Posted on 04/16/2006 8:54:06 AM PDT by sionnsar

One of the ways in which we now celebrate the great Christian festivals in our society is by a little flurry of newspaper articles and television programmes raking over the coals of controversies about the historical basis of faith. So it was no huge surprise to see a fair bit of coverage given a couple of weeks ago to the discovery of a ‘Gospel of Judas’, which was (naturally) going to shake the foundations of traditional belief by giving an alternative version of the story of the passion and resurrection. Never mind that this is a demonstrably late text which simply parallels a large number of quite well-known works from the more eccentric fringes of the early century Church; this is a scoop, the real, ‘now it can be told’ version of the origins of Christian faith.

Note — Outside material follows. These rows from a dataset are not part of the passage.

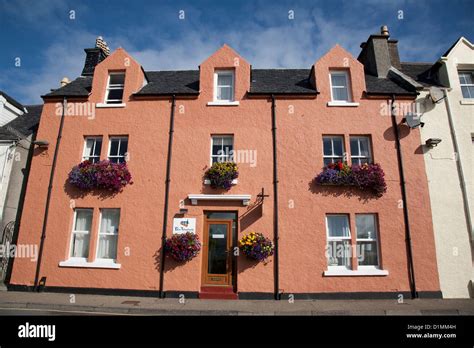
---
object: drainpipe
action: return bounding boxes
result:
[443,89,474,241]
[34,97,67,290]
[271,94,280,300]
[159,94,176,298]
[391,94,418,298]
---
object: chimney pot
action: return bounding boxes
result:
[61,76,71,87]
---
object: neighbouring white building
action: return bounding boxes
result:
[417,37,474,298]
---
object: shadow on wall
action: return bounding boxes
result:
[308,178,380,203]
[153,248,187,273]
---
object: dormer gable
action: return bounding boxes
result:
[89,48,145,105]
[312,45,366,106]
[199,45,250,105]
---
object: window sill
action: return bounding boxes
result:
[204,179,239,185]
[59,259,121,269]
[95,103,127,108]
[327,101,359,107]
[207,101,239,106]
[324,268,388,277]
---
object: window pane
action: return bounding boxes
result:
[100,209,120,234]
[357,242,379,266]
[119,139,128,156]
[74,209,92,231]
[351,138,359,156]
[217,87,232,100]
[217,74,232,86]
[93,139,102,156]
[327,241,351,268]
[109,74,125,85]
[356,214,377,239]
[333,138,343,156]
[327,215,350,237]
[71,233,90,257]
[97,235,117,259]
[331,74,347,87]
[332,87,349,100]
[109,139,120,156]
[107,88,123,101]
[323,138,332,156]
[359,138,369,157]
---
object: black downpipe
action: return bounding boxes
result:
[391,95,418,298]
[159,94,176,298]
[272,94,280,300]
[34,97,67,290]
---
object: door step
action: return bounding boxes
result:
[199,286,239,300]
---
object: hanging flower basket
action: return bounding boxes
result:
[68,160,132,191]
[239,232,275,261]
[315,162,387,196]
[205,162,239,190]
[165,232,201,262]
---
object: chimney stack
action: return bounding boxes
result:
[357,25,401,78]
[60,76,71,87]
[81,36,110,76]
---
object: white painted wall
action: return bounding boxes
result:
[419,40,474,298]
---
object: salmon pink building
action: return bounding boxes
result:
[10,28,441,299]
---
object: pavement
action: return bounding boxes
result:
[0,291,474,316]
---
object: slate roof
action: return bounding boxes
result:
[0,91,23,110]
[44,62,438,98]
[249,69,317,95]
[135,70,199,96]
[0,105,43,140]
[401,62,439,87]
[43,76,92,98]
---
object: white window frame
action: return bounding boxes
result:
[349,135,373,165]
[214,70,235,104]
[322,135,346,166]
[104,71,125,105]
[329,70,352,104]
[95,208,121,263]
[82,136,103,162]
[326,214,352,270]
[68,208,94,262]
[210,134,234,166]
[107,135,130,163]
[355,213,380,270]
[458,70,474,100]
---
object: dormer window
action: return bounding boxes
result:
[214,70,235,103]
[330,71,352,103]
[105,72,125,104]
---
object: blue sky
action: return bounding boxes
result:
[0,0,474,104]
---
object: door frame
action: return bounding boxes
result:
[201,217,234,287]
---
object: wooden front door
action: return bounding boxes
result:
[202,220,232,285]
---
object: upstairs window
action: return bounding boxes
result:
[350,137,372,165]
[330,71,351,102]
[323,136,344,166]
[108,137,128,163]
[70,209,92,258]
[97,209,120,260]
[105,72,125,104]
[82,137,102,163]
[211,135,234,164]
[459,71,474,99]
[214,70,234,103]
[326,214,351,269]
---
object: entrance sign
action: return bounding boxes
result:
[173,218,196,234]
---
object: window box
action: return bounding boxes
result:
[315,162,387,196]
[205,162,239,190]
[68,160,132,192]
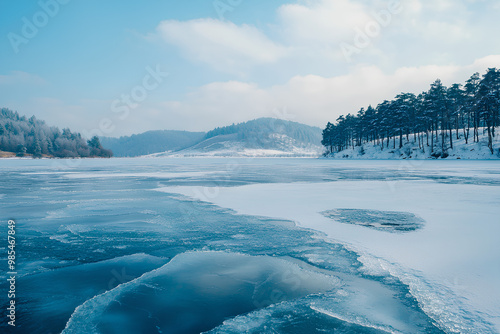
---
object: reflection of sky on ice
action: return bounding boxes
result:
[0,158,500,333]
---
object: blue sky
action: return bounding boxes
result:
[0,0,500,136]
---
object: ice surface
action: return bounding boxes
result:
[0,158,500,333]
[161,161,500,333]
[63,252,340,334]
[321,209,424,233]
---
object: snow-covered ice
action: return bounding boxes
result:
[161,161,500,331]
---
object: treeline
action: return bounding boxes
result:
[0,108,113,158]
[322,68,500,157]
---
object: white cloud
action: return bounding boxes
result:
[157,19,287,73]
[0,71,46,85]
[134,55,500,130]
[278,0,371,46]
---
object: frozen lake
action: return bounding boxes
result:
[0,158,500,333]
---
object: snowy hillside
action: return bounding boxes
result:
[327,131,500,160]
[150,118,323,157]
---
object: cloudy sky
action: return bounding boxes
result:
[0,0,500,136]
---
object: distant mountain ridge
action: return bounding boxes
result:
[101,118,323,157]
[101,130,206,157]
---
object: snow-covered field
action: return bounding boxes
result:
[160,161,500,332]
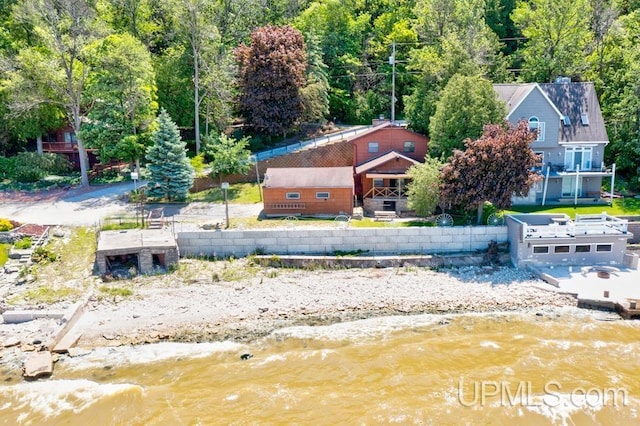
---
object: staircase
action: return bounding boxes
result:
[147,209,165,229]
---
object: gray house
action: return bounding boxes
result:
[506,213,633,267]
[493,78,615,205]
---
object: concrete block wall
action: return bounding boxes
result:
[177,226,507,257]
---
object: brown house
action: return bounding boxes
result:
[36,126,98,169]
[263,167,354,216]
[351,123,429,214]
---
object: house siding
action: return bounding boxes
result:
[351,127,428,166]
[263,187,353,216]
[509,88,564,149]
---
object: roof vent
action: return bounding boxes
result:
[580,112,589,126]
[555,75,571,84]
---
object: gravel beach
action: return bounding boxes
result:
[73,259,576,347]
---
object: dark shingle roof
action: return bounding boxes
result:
[264,167,353,188]
[540,83,609,142]
[493,82,609,142]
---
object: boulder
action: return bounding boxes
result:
[24,351,53,379]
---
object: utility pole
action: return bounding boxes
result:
[389,41,396,124]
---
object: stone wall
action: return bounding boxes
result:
[177,226,507,257]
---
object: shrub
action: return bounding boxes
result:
[0,218,13,232]
[31,247,60,263]
[13,237,33,250]
[9,152,71,182]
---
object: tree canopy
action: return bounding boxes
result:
[429,74,507,158]
[440,121,540,223]
[236,26,307,135]
[407,157,443,217]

You’ll recognise the style, of course, from the saturation coverage of the Da Vinci Code literature. We are instantly fascinated by the suggestion of conspiracies and cover-ups; this has become so much the stuff of our imagination these days that it is only natural, it seems, to expect it when we turn to ancient texts, especially biblical texts. We treat them as if they were unconvincing press releases from some official source, whose intention is to conceal the real story; and that real story waits for the intrepid investigator to uncover it and share it with the waiting world. Anything that looks like the official version is automatically suspect. Someone is trying to stop you finding out what really happened, because what really happened could upset or challenge the power of officialdom.

It all makes a good and characteristically ‘modern’ story – about resisting authority, bringing secrets to light, exposing corruption and deception; it evokes Watergate and All the President’s Men. As someone remarked after a television programme about the Da Vinci Code, it’s almost that we’d prefer to believe something like this instead of the prosaic reality. We have become so suspicious of the power of words and the way that power is exercised to defend those who fear to be criticised. The first assumption we make is that we’re faced with spin of some kind, with an agenda being forced on us – like a magician forcing a card on the audience. So that the modern response to the proclamation, ‘Christ is risen!’ is likely to be, ‘Ah, but you would say that, wouldn’t you? Now, what’s the real agenda?’

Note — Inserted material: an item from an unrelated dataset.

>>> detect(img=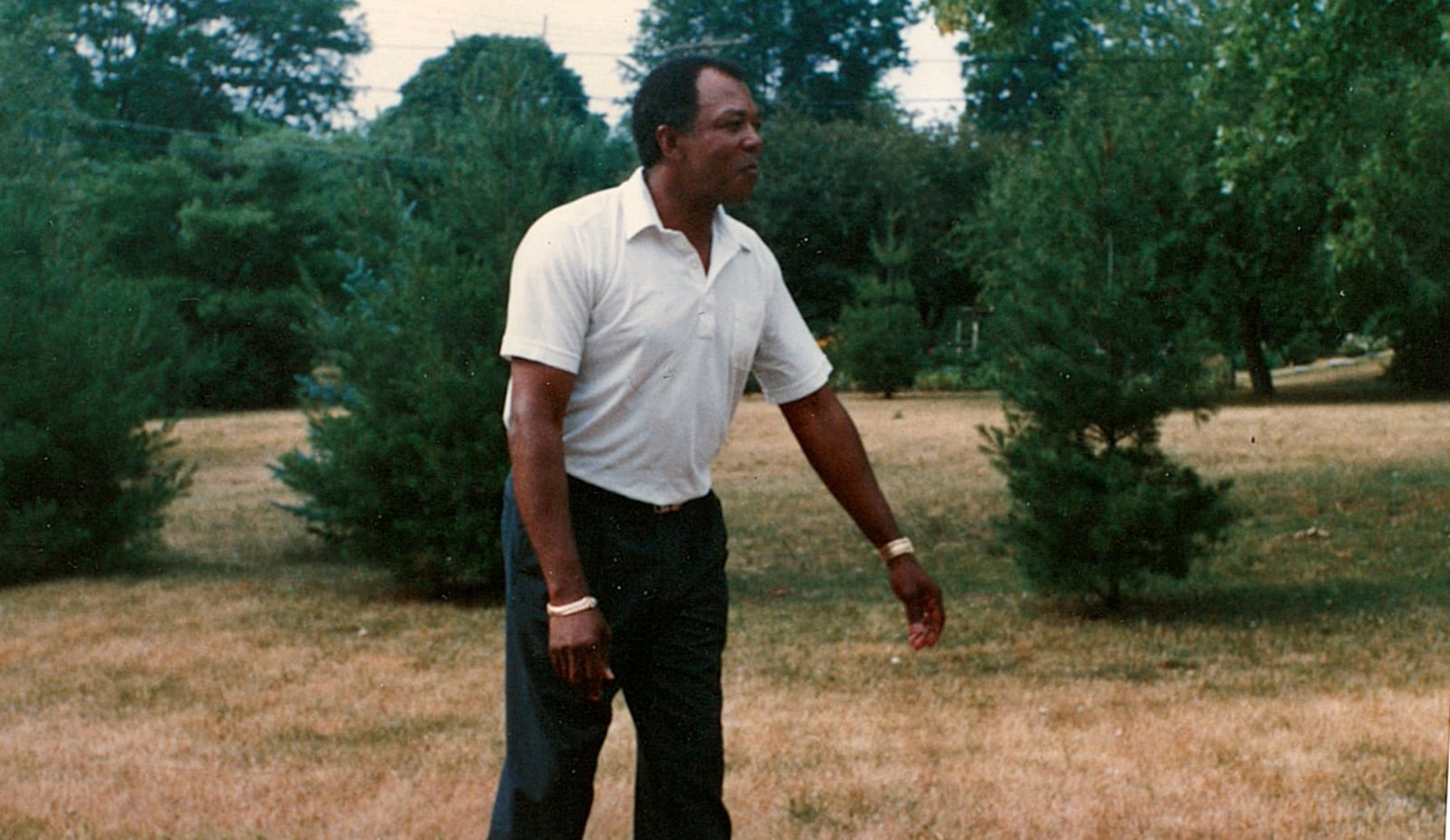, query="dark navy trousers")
[488,478,730,840]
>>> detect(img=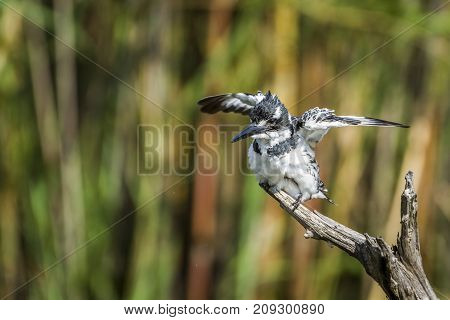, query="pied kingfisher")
[198,91,408,206]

We don’t trust power; and because the Church has historically been part of one or another sort of establishment and has often stood very close to political power, perhaps we can hardly expect to be exempt from this general suspicion. But what it doesn’t help us with is understanding what the New Testament writers are actually saying and why. We have, every Easter, to strip away the accumulated lumber of two thousand years of rather uneven Christian witness and try to let the event be present in its first, disturbing, immediacy.

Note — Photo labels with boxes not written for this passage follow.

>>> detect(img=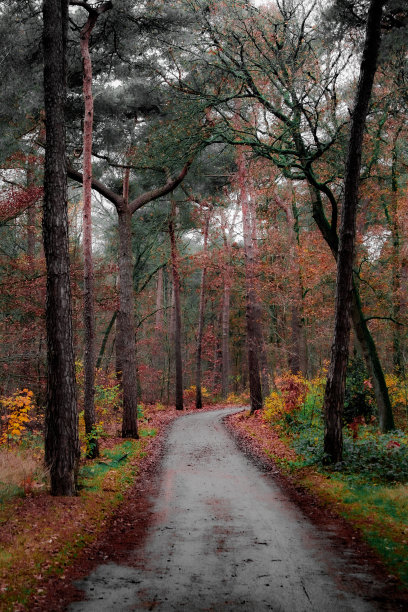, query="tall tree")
[324,0,385,463]
[171,0,392,431]
[196,205,212,409]
[238,150,263,412]
[43,0,79,495]
[169,199,184,410]
[68,159,192,430]
[70,0,112,459]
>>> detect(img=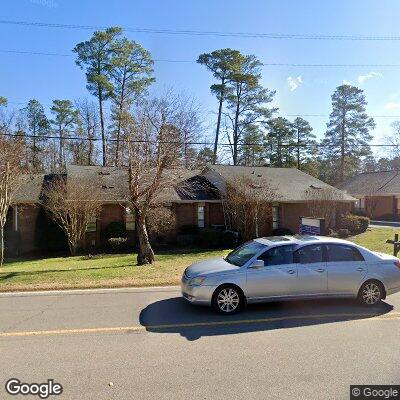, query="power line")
[0,133,400,148]
[3,101,400,118]
[0,20,400,41]
[0,49,400,68]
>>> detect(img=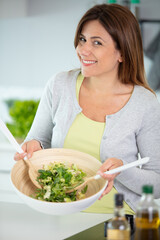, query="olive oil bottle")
[134,185,160,240]
[107,193,130,240]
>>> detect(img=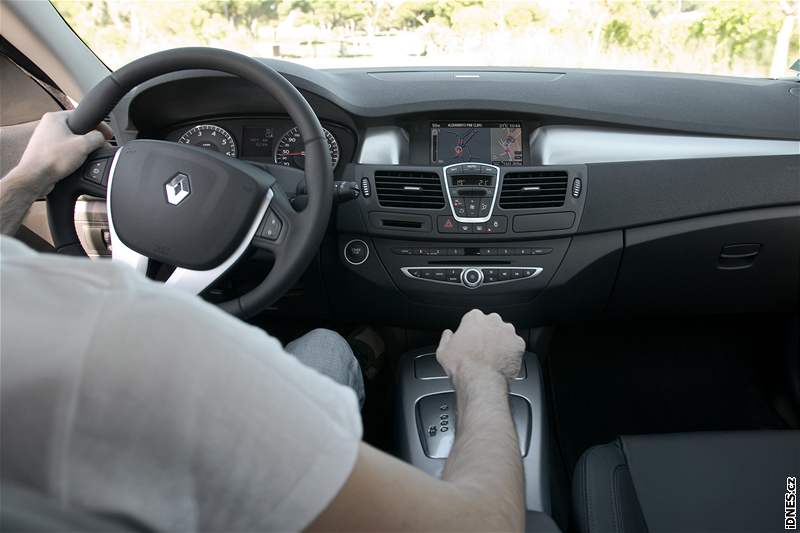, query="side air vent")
[375,170,444,209]
[103,115,117,146]
[500,170,569,209]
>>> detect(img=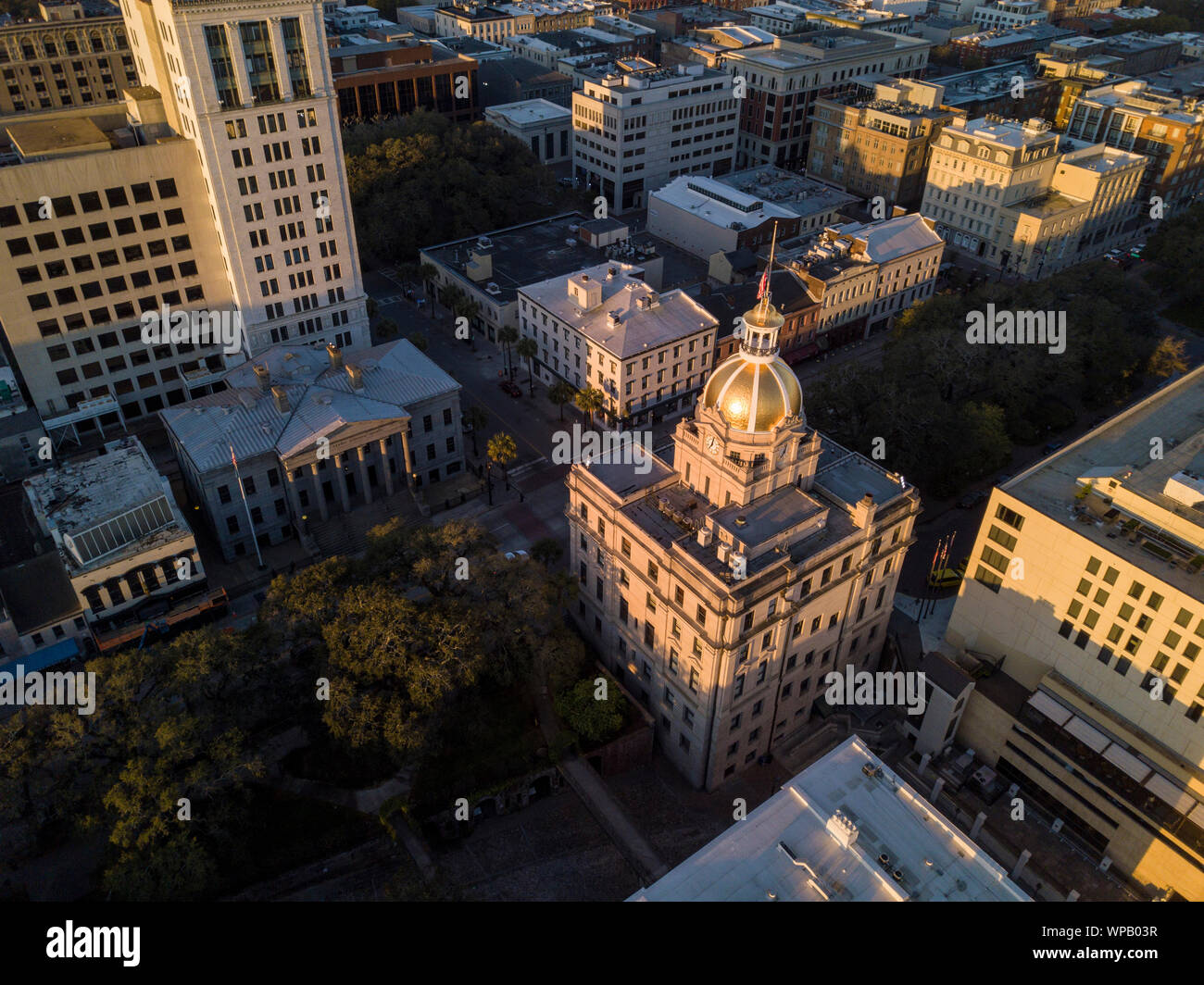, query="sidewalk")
[534,688,670,886]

For the Church does not exist just to transmit a message across the centuries through a duly constituted hierarchy that arbitrarily lays down what people must believe; it exists so that people in this and every century may encounter Jesus of Nazareth as a living contemporary. This sacrament of Holy Communion that we gather to perform here is not the memorial of a dead leader, conducted by one of his duly authorised successors who controls access to his legacy; it is an event where we are invited to meet the living Jesus as surely as did his disciples on the first Easter Day. And the Bible is not the authorised code of a society managed by priests and preachers for their private purposes, but the set of human words through which the call of God is still uniquely immediate to human beings today, human words with divine energy behind them. Easter should be the moment to recover each year that sense of being contemporary with God’s action in Jesus. Everything the church does – celebrating Holy Communion, reading the Bible, ordaining priests or archbishops – is meant to be in the service of this contemporary encounter. It all ought to be transparent to Jesus, not holding back or veiling his presence.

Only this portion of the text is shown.